On the first day of diving lessons, the instructor saw my fear and talked me through it. He kept telling me that I was a strong swimmer and that he wouldn’t let anything happen to me. He said that he would come to get me if I couldn’t make it up to the top.
The next day, when I looked at the bottom of the pool and became afraid, I kept that fear to myself; so, my instructor couldn’t help me. Years later in adult swimming class, I told my instructor my story and he also assured me that he wouldn’t let anything happen to me. I trusted his expertise and experience just like I did with my childhood swim instructor.
In the Caribbean, I trusted no one. My fellow vacationers help keep me safe by yelling until they got the attention of the crew. I didn’t trust them on the way back and decided to sit in the speedboat. My cousin who knew my history with deep water tried to get me to face my fear by going snorkeling anyway. I didn’t trust her reassurance. I didn’t trust the crew who had the expertise and experience to keep me safe. In my daily life, as I drive through heavy rain at a snail’s pace, I realize that I trust no one, not even my 30 years of driving experience. I have allowed my fear of deep water to manifest into a fear of any water that seems more powerful than me.

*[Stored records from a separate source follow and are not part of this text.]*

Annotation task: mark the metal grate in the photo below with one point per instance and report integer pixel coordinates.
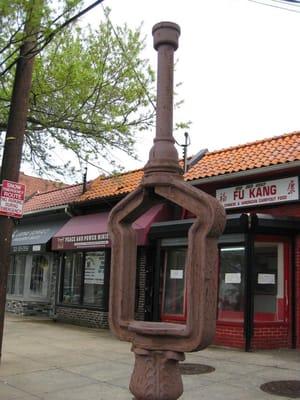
(195, 369)
(289, 389)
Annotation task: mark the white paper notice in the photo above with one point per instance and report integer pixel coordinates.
(266, 279)
(176, 274)
(233, 277)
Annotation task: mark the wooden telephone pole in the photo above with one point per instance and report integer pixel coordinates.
(14, 139)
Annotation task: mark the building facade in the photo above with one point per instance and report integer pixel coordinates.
(259, 251)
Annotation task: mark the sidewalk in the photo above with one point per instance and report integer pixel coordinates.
(53, 361)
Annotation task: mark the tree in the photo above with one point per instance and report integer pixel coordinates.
(91, 89)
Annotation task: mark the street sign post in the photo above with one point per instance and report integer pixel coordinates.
(12, 197)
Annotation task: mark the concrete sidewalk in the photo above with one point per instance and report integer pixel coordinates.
(53, 361)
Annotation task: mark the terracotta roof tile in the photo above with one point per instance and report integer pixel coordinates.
(53, 198)
(262, 153)
(38, 185)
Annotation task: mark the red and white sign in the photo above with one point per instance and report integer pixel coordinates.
(12, 197)
(255, 194)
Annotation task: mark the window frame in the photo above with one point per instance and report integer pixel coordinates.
(103, 306)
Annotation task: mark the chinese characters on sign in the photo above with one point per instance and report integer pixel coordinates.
(255, 194)
(12, 197)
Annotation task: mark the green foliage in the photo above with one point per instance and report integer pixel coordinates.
(91, 89)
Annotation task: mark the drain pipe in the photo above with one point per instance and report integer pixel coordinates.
(249, 284)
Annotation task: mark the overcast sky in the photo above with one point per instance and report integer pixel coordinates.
(239, 62)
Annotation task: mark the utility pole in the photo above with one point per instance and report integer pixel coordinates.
(14, 139)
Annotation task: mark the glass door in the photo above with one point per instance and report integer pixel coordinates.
(173, 286)
(271, 264)
(231, 283)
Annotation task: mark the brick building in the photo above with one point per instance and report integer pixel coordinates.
(259, 252)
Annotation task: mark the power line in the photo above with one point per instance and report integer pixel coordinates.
(34, 51)
(276, 6)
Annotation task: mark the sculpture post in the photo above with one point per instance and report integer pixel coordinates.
(159, 346)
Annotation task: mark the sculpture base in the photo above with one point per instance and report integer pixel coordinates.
(156, 375)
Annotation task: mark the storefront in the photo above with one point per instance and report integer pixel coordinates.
(84, 248)
(31, 278)
(258, 267)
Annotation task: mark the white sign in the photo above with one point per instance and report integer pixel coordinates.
(176, 274)
(255, 194)
(94, 268)
(233, 277)
(266, 279)
(12, 197)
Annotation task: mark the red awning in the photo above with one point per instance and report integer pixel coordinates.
(90, 231)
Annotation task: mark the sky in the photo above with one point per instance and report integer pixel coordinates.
(239, 64)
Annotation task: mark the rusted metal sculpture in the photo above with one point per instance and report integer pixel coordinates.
(158, 346)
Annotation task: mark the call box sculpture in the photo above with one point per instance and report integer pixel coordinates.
(158, 346)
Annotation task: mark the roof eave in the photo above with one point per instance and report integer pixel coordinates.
(247, 173)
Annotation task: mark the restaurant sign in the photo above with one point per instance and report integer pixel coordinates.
(256, 194)
(94, 240)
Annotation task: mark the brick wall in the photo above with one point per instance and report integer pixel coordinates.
(271, 336)
(229, 335)
(297, 297)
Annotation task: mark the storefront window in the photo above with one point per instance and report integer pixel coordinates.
(83, 279)
(39, 275)
(231, 283)
(174, 282)
(269, 281)
(15, 284)
(94, 277)
(72, 278)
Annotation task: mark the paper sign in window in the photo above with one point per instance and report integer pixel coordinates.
(266, 279)
(233, 277)
(176, 274)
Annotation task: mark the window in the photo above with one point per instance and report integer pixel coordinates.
(39, 275)
(94, 277)
(231, 283)
(83, 279)
(15, 284)
(174, 282)
(72, 278)
(269, 281)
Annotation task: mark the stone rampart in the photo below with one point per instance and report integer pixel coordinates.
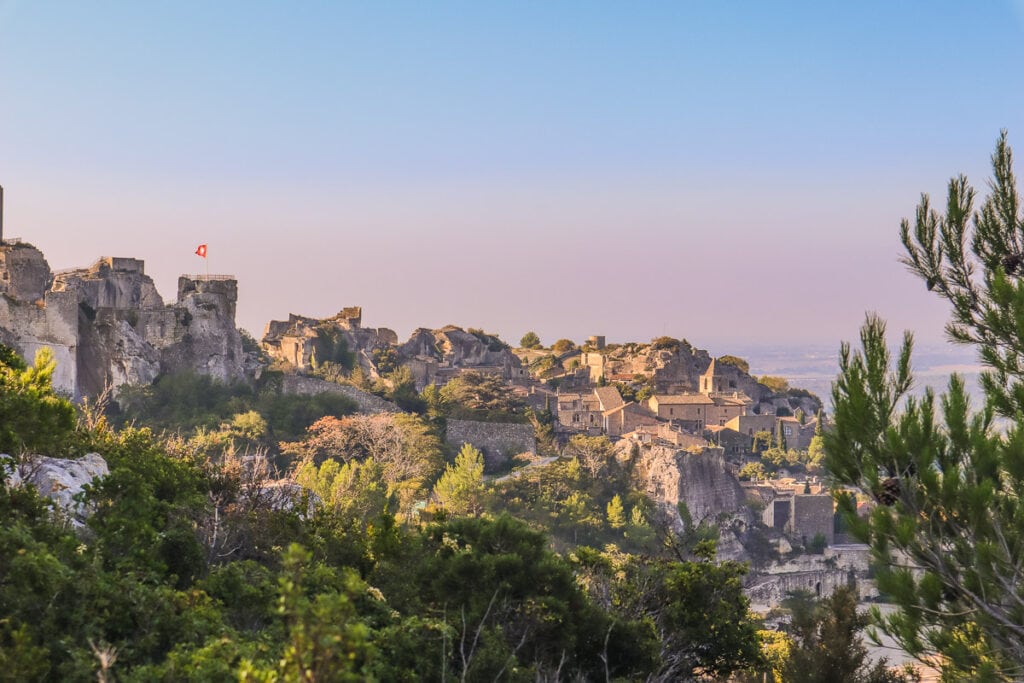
(300, 385)
(497, 440)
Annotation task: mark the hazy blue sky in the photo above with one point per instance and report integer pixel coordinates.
(720, 171)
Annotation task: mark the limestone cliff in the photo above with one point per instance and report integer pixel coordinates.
(432, 355)
(109, 325)
(56, 478)
(699, 480)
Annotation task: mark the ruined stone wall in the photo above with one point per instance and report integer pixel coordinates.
(813, 515)
(109, 325)
(772, 589)
(498, 440)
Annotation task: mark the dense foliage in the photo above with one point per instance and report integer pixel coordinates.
(189, 567)
(947, 531)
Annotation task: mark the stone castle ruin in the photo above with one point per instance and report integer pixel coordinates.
(107, 324)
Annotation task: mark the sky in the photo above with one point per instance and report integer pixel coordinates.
(733, 173)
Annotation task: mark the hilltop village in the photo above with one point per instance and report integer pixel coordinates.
(714, 443)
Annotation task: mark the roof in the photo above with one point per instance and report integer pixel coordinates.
(609, 397)
(684, 399)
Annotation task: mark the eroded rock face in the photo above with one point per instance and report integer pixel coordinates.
(57, 479)
(430, 354)
(700, 481)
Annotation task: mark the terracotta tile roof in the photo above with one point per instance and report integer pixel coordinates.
(609, 397)
(684, 399)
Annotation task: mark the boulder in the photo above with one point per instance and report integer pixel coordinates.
(58, 479)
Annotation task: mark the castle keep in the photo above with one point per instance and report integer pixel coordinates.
(108, 325)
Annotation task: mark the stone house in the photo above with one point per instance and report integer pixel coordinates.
(752, 424)
(733, 443)
(688, 410)
(580, 412)
(627, 418)
(695, 411)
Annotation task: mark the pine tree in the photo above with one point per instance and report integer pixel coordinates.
(947, 530)
(461, 487)
(616, 513)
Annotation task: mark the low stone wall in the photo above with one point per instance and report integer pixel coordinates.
(771, 590)
(308, 386)
(498, 440)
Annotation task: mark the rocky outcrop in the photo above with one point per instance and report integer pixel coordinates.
(108, 324)
(57, 479)
(303, 342)
(300, 385)
(700, 481)
(431, 355)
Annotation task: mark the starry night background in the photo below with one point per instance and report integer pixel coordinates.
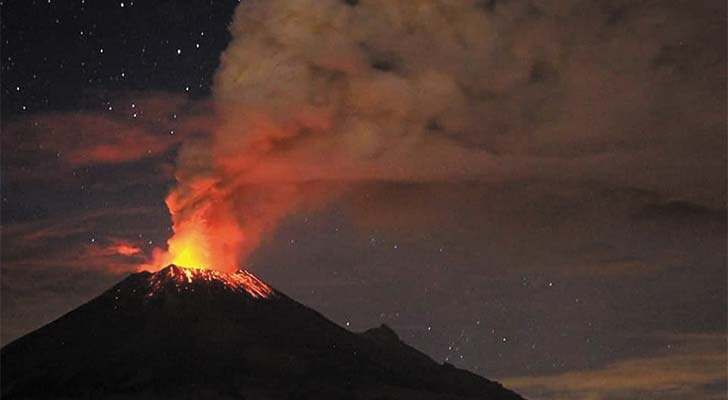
(561, 286)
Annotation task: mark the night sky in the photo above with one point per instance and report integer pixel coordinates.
(532, 191)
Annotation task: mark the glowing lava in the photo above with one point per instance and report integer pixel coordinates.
(205, 232)
(183, 279)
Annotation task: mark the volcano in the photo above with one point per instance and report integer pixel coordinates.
(183, 333)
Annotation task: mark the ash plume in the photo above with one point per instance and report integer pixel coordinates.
(314, 96)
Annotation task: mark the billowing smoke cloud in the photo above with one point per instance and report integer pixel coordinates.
(342, 92)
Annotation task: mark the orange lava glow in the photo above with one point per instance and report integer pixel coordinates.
(205, 233)
(240, 281)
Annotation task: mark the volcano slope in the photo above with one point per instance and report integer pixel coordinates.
(184, 333)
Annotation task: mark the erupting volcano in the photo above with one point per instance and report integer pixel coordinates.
(197, 333)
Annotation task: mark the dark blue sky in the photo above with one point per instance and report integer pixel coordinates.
(553, 280)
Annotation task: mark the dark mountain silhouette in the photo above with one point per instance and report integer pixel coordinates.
(189, 334)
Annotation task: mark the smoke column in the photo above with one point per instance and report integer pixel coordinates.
(340, 92)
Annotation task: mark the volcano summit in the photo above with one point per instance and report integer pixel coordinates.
(193, 333)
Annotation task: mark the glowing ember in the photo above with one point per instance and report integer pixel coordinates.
(205, 236)
(240, 281)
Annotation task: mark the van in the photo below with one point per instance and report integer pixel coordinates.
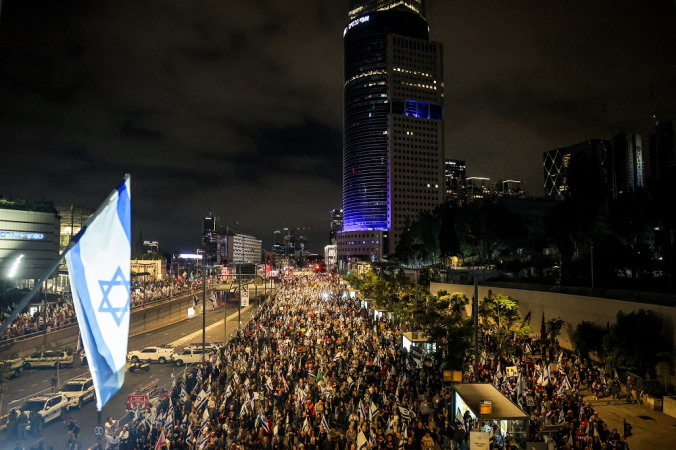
(190, 355)
(49, 358)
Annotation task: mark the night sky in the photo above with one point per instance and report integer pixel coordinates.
(235, 107)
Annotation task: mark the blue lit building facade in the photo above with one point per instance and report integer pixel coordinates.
(393, 162)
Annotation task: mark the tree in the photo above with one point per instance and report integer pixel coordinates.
(637, 341)
(587, 338)
(502, 313)
(442, 317)
(553, 329)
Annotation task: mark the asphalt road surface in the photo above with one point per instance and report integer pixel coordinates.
(32, 382)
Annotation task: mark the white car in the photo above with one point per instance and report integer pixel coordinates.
(49, 358)
(78, 392)
(160, 354)
(190, 355)
(50, 407)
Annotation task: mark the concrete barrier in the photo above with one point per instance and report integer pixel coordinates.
(142, 320)
(669, 406)
(573, 309)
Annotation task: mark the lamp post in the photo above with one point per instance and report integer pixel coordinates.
(204, 304)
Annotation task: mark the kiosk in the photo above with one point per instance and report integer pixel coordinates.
(418, 339)
(487, 407)
(381, 313)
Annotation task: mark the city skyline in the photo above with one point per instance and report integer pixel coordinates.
(238, 110)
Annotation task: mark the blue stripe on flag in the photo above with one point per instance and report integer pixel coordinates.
(124, 209)
(100, 360)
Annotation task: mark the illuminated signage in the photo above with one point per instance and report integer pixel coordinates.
(356, 22)
(21, 235)
(189, 256)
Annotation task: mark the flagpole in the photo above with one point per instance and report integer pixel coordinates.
(36, 286)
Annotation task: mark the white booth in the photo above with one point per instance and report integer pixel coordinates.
(381, 314)
(417, 339)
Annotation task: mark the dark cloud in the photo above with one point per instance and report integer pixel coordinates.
(236, 107)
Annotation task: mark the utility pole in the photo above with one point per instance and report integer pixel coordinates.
(592, 264)
(204, 315)
(475, 313)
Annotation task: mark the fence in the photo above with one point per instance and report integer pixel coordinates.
(654, 388)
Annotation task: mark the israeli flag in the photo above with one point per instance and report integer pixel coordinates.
(99, 274)
(361, 441)
(169, 421)
(201, 399)
(204, 441)
(184, 394)
(205, 419)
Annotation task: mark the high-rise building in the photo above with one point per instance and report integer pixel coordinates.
(627, 164)
(243, 249)
(336, 224)
(360, 7)
(210, 248)
(556, 163)
(393, 161)
(455, 180)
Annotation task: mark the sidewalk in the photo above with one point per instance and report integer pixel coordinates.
(651, 429)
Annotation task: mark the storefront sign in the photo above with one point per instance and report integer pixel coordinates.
(21, 235)
(479, 440)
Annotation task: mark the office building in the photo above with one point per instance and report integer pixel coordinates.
(211, 241)
(73, 218)
(336, 224)
(243, 249)
(360, 7)
(393, 163)
(455, 180)
(628, 166)
(29, 241)
(556, 162)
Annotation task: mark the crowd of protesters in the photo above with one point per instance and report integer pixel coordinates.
(58, 315)
(551, 393)
(315, 371)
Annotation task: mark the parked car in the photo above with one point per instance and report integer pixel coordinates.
(49, 358)
(160, 354)
(50, 407)
(189, 355)
(78, 391)
(13, 367)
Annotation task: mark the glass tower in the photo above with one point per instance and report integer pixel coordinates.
(393, 165)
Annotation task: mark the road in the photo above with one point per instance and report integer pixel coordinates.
(32, 382)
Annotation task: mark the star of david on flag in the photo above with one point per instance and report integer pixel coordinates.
(99, 272)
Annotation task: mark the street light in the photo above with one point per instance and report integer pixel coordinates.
(204, 305)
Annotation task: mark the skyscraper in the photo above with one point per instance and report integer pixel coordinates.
(456, 180)
(393, 162)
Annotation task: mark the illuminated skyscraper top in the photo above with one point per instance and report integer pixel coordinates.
(359, 7)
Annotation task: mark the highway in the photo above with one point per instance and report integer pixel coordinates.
(32, 382)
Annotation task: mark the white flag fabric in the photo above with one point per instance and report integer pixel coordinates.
(99, 274)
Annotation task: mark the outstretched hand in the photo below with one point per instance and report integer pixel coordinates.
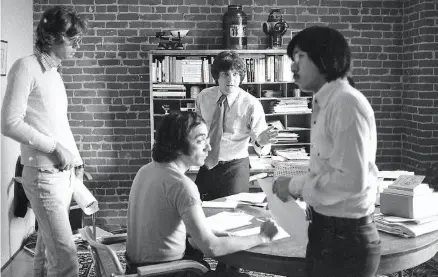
(281, 188)
(269, 229)
(65, 158)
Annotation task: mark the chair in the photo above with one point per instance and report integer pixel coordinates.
(106, 263)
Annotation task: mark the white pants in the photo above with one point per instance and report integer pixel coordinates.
(49, 192)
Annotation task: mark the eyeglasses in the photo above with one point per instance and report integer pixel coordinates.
(74, 41)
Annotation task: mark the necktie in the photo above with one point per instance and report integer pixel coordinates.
(216, 130)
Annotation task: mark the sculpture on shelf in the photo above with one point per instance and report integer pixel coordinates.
(275, 28)
(173, 41)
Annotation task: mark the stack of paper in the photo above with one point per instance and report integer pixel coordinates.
(406, 227)
(291, 215)
(220, 204)
(256, 230)
(226, 220)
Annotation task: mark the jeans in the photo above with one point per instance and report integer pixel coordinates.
(49, 192)
(339, 249)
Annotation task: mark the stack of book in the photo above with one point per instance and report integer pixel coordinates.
(168, 90)
(295, 105)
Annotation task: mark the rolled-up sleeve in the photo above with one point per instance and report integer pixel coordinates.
(15, 105)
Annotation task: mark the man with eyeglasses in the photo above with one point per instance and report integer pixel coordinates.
(234, 118)
(34, 113)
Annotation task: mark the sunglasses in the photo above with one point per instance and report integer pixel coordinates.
(73, 41)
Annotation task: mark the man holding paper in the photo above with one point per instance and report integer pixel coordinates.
(341, 186)
(165, 205)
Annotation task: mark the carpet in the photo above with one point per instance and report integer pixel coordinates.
(86, 269)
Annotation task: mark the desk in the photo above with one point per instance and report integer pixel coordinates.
(287, 257)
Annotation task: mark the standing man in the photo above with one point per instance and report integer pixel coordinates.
(34, 113)
(341, 186)
(234, 117)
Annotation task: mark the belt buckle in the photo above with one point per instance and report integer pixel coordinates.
(309, 214)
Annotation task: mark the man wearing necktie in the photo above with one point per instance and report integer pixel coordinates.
(234, 118)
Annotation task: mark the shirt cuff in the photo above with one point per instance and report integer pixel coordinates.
(296, 184)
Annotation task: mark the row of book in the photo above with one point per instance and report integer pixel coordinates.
(296, 105)
(173, 69)
(168, 90)
(268, 69)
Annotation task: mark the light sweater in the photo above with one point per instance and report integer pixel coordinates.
(34, 113)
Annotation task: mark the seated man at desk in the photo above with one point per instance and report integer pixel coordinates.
(234, 117)
(165, 206)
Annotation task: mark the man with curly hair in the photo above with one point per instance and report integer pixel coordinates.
(34, 113)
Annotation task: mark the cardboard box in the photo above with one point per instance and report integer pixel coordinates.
(415, 207)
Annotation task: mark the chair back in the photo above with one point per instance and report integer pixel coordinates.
(106, 263)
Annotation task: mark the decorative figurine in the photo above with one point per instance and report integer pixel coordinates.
(275, 28)
(173, 41)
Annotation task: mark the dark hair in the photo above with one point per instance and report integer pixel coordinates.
(172, 135)
(55, 23)
(326, 47)
(351, 81)
(228, 60)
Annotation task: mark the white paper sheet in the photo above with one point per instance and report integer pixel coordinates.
(255, 197)
(221, 204)
(289, 215)
(252, 231)
(227, 220)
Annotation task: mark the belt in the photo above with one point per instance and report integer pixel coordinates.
(318, 218)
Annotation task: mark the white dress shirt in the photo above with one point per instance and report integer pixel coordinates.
(342, 179)
(244, 120)
(34, 112)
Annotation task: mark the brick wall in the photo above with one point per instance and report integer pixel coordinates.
(108, 85)
(420, 86)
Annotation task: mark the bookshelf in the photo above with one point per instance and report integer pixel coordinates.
(173, 73)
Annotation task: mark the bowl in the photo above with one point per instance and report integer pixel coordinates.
(182, 33)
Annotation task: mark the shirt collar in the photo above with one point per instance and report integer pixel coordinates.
(230, 97)
(46, 61)
(323, 95)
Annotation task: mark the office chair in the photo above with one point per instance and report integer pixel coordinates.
(106, 263)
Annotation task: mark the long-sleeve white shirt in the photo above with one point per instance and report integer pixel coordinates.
(342, 179)
(34, 113)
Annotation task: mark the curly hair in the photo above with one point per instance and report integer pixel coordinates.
(55, 23)
(172, 136)
(326, 47)
(228, 60)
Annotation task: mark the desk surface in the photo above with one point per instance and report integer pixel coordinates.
(285, 256)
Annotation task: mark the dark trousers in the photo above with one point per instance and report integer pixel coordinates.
(342, 247)
(224, 179)
(190, 254)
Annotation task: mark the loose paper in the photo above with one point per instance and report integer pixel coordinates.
(219, 204)
(289, 215)
(255, 197)
(256, 230)
(228, 220)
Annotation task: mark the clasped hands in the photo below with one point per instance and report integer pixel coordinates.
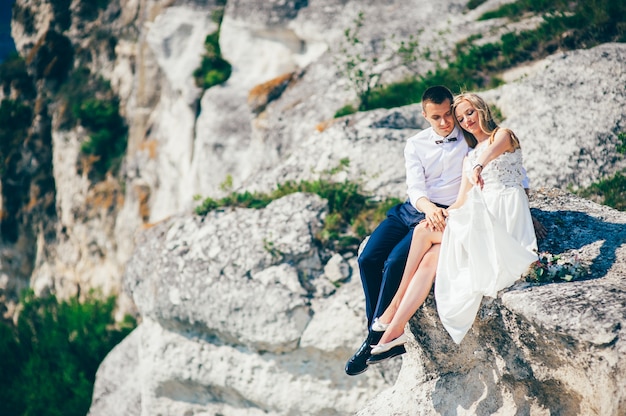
(436, 219)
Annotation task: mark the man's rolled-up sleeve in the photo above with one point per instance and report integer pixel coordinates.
(415, 179)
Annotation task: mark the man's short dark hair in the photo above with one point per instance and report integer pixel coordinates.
(437, 94)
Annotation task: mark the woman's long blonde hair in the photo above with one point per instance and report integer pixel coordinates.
(485, 119)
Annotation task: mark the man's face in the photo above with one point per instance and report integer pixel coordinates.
(440, 117)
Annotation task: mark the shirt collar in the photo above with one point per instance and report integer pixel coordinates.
(455, 133)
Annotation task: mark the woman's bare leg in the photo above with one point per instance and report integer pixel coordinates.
(415, 295)
(423, 239)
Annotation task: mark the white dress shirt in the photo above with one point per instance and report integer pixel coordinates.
(434, 170)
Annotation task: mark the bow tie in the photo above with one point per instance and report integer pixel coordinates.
(450, 139)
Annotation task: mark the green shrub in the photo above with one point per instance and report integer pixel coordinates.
(345, 111)
(100, 116)
(53, 352)
(352, 215)
(213, 70)
(567, 25)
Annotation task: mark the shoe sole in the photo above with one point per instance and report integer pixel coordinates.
(393, 352)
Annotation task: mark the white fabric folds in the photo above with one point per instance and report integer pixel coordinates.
(487, 245)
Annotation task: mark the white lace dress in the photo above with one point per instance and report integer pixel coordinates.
(488, 243)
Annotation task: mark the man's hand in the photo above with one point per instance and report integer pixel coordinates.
(436, 218)
(540, 231)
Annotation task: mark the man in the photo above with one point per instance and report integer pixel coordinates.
(433, 162)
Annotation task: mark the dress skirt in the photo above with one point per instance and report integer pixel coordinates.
(488, 243)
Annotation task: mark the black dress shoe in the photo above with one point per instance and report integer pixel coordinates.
(393, 352)
(358, 362)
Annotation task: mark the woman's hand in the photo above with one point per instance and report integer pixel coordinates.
(436, 219)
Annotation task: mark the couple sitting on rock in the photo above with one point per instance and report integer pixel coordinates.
(467, 220)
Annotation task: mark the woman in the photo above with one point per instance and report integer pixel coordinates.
(489, 239)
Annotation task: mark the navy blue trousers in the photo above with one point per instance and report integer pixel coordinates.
(382, 261)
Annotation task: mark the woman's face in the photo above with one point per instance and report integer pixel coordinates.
(467, 116)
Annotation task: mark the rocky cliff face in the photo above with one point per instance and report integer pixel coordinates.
(265, 327)
(237, 307)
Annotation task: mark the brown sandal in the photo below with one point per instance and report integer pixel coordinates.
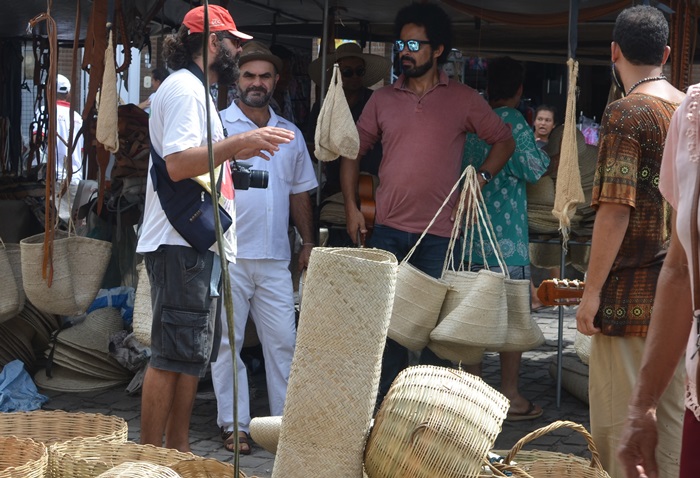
(243, 444)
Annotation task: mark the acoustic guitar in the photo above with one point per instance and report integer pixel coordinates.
(365, 189)
(554, 292)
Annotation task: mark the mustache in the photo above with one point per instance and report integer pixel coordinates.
(260, 89)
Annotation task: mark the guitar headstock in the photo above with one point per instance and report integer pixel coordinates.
(553, 292)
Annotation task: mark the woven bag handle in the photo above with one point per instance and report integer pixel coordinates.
(477, 213)
(595, 457)
(499, 469)
(444, 203)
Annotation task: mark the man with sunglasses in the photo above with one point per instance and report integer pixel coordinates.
(421, 121)
(185, 283)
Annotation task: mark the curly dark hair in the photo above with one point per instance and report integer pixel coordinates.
(642, 34)
(180, 48)
(437, 24)
(506, 75)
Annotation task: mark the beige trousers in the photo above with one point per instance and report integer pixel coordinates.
(613, 368)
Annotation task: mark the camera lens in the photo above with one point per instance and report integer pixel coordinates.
(259, 178)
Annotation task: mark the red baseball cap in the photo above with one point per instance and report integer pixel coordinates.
(219, 20)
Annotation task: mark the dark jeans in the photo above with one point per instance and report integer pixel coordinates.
(428, 257)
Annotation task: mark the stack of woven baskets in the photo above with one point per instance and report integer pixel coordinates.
(58, 444)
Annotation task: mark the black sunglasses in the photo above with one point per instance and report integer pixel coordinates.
(412, 45)
(348, 72)
(235, 40)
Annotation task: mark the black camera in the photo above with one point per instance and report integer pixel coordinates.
(245, 178)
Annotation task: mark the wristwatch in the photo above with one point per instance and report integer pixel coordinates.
(486, 176)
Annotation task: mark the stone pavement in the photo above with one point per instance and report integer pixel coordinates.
(536, 384)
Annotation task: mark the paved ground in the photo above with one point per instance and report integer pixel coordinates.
(536, 384)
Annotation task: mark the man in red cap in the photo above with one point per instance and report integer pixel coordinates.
(185, 282)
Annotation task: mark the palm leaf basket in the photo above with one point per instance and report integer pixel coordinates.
(139, 469)
(80, 458)
(22, 458)
(547, 464)
(50, 427)
(204, 468)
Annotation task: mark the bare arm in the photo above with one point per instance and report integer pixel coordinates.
(609, 229)
(349, 177)
(670, 325)
(300, 209)
(193, 162)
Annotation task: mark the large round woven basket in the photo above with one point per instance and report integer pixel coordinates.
(139, 469)
(51, 427)
(545, 464)
(434, 422)
(417, 305)
(266, 432)
(81, 458)
(79, 265)
(205, 468)
(333, 382)
(22, 458)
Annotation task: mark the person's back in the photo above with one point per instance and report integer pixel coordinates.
(630, 237)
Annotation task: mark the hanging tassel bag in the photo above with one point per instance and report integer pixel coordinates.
(11, 291)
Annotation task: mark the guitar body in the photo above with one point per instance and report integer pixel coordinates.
(553, 292)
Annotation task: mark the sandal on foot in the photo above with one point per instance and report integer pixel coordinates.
(243, 444)
(531, 413)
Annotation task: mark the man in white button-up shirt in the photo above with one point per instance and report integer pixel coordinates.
(261, 282)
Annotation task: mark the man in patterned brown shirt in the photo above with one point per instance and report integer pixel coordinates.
(630, 237)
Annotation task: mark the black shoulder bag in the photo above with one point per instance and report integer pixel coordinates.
(187, 205)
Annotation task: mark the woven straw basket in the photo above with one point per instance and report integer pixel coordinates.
(22, 458)
(417, 305)
(266, 432)
(334, 377)
(50, 427)
(81, 458)
(139, 469)
(79, 265)
(539, 464)
(434, 422)
(205, 468)
(11, 290)
(143, 310)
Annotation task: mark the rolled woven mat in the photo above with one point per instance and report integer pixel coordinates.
(348, 298)
(266, 432)
(434, 422)
(22, 458)
(138, 469)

Yet, my fear makes no sense to God. 2 Timothy 1:7 reminds us that “God has not given us a spirit of fear, but of power and of love and of a sound mind.”
As a writer and actress, I face fear every time I sit before the page and stand on the stage. Every time I stand in a pulpit to preach or before an audience to teach Bible study, I do it in spite of my fear. The fear never goes away, I do it anyway because I have learned to trust God in those instances.
Reflecting on my experience with fear of water, if I apply this truth, I know that the one that I need to trust in God. While trained divers and swimmers are great, and my driving experience is great, the only way I can really face my fear is to face my fear internally. I must trust the Holy Spirit to give me the wisdom to swim in deep waters and the wisdom to drive safely in heavy rains.
Trusting God is the only way to embrace a life of fearless living.
Now, it’s your turn…
Prompt for Thought: What fear do you need to face with God’s help? What would happen to that fear if you imagined Jesus being with you while you faced that fear? Read the story of Peter walking on water. What does his story say about fear?
Prayer for the Journey: God, we are mere mortals who fear all kinds of things. Help us in our unbelief. Help us to see you instead of the thing of which we are afraid. Help us to feel your presence instead of the fear. Help us to have faith and trust in you. In Jesus’ name. Amen.